Si l’on me demandait au bout de deux mois ce qui me paraît le plus étrange, ma réponse serait peut-être quelque peu enfantine dans le sens où l’accès à ces coulisses du sport vous présente ce(ux) qui jusqu’à présent, vous ne voyiez que derrière un écran, grands cavaliers ou présentateurs. En effet, que penser d’un sourire échangé avec Alexia Laroche-Joubert lors d’une conférence de presse, un verre bu à proximité de Kevin Staut et surtout, une barquette dégustée durant le lunch face au légendaire Michel Robert…
L’expérience se veut donc enrichissante avec en plus de petits projets, deux premières étapes qui ont été franchies : une pose de voix où l’instant d’une minute je suis devenu Andreas Dibowski interrogé à sa sortie de piste après sa victoire au CCI 4 * de Luhmühlen dans le cadre des HSBC Classics, et oui… ainsi qu’un premier reportage sur les JEM de 2014 et une rencontre avec le GIP se chargeant de leur organisation. Avoir Dr Pearce Lyons (fondateur et Président de Alltech) comme première interview, c’est pas beau ça ?
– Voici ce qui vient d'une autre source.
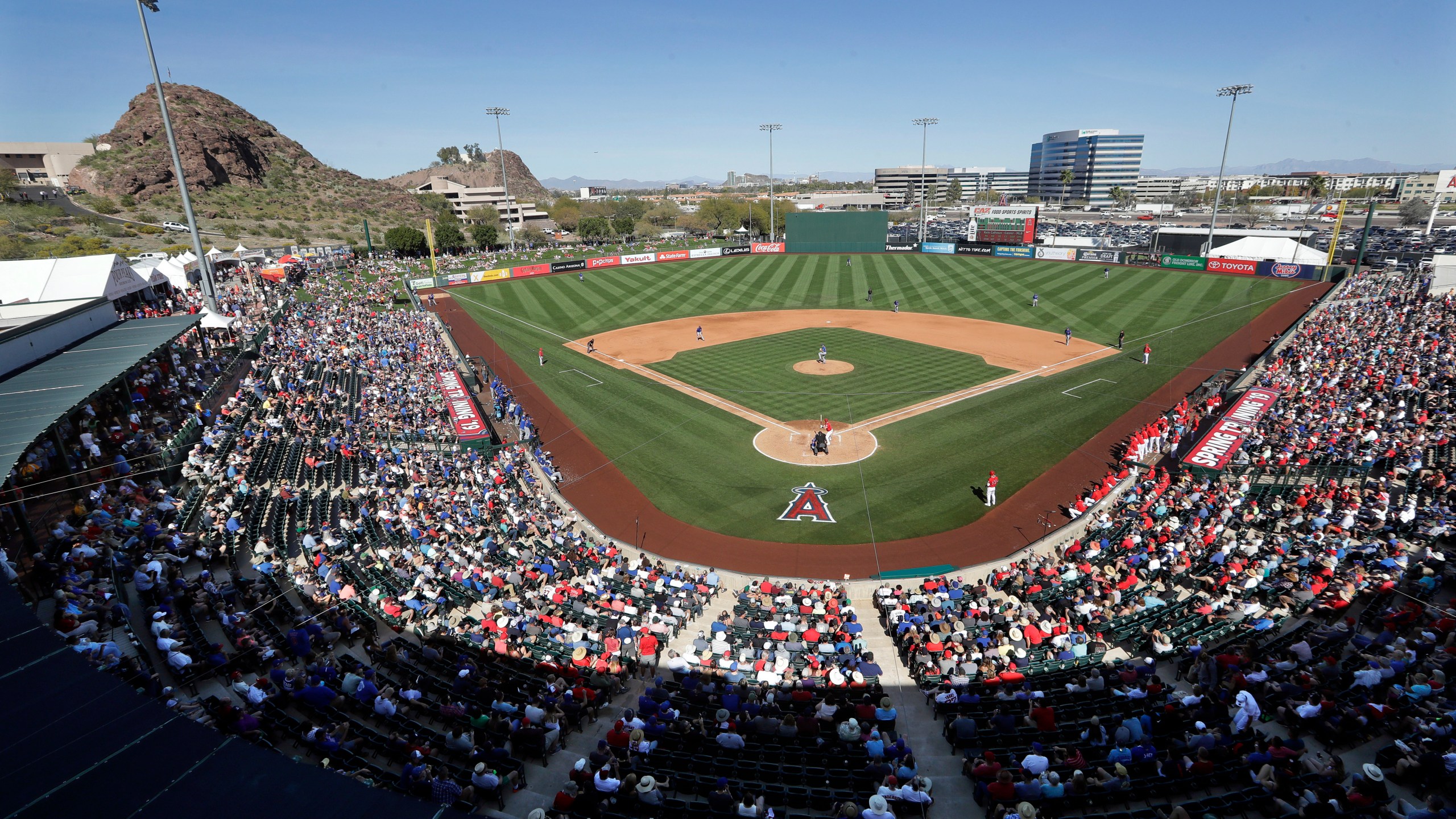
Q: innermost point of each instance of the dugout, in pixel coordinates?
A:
(839, 232)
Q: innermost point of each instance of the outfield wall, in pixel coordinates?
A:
(1223, 267)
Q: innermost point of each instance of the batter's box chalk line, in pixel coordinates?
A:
(1068, 392)
(590, 377)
Les jours se succèdent à une vitesse folle. Les tâches sont variées. Des simples fiches cavaliers et chevaux à la rédaction de communiqués de presse ainsi que d’autres travaux de communication d’un intérêt certain mais aussi du relationnel sur des évènements fameux (concours et conférences de presse)… je distingue les différentes facettes qui constituent cette chaîne qui bouillonne de l’intérieur aujourd’hui avec une étape majeure qui sera le dédoublement de Septembre. Equidia Live et Equidia Life vont bientôt voir le jour et on sent, à un peu plus d’un mois de la mise à l’antenne (le 20 septembre), venir un air nouveau…Alors, pour le moment, on respire et on repart pour un tour !
Par Basile Tardivel

longue vie à ces deux chaines!!!!! et merci pour tous les merveilleux moments de sports equestres sur equidiawatch !!!
bienvenue Basile, je vous souhaite beaucoup de bonheur au sein d’equidia, et merci Kamel, Pascal et tous ceux que je ne connais pas qui font un travail formidable pour tous les passionnés!!!!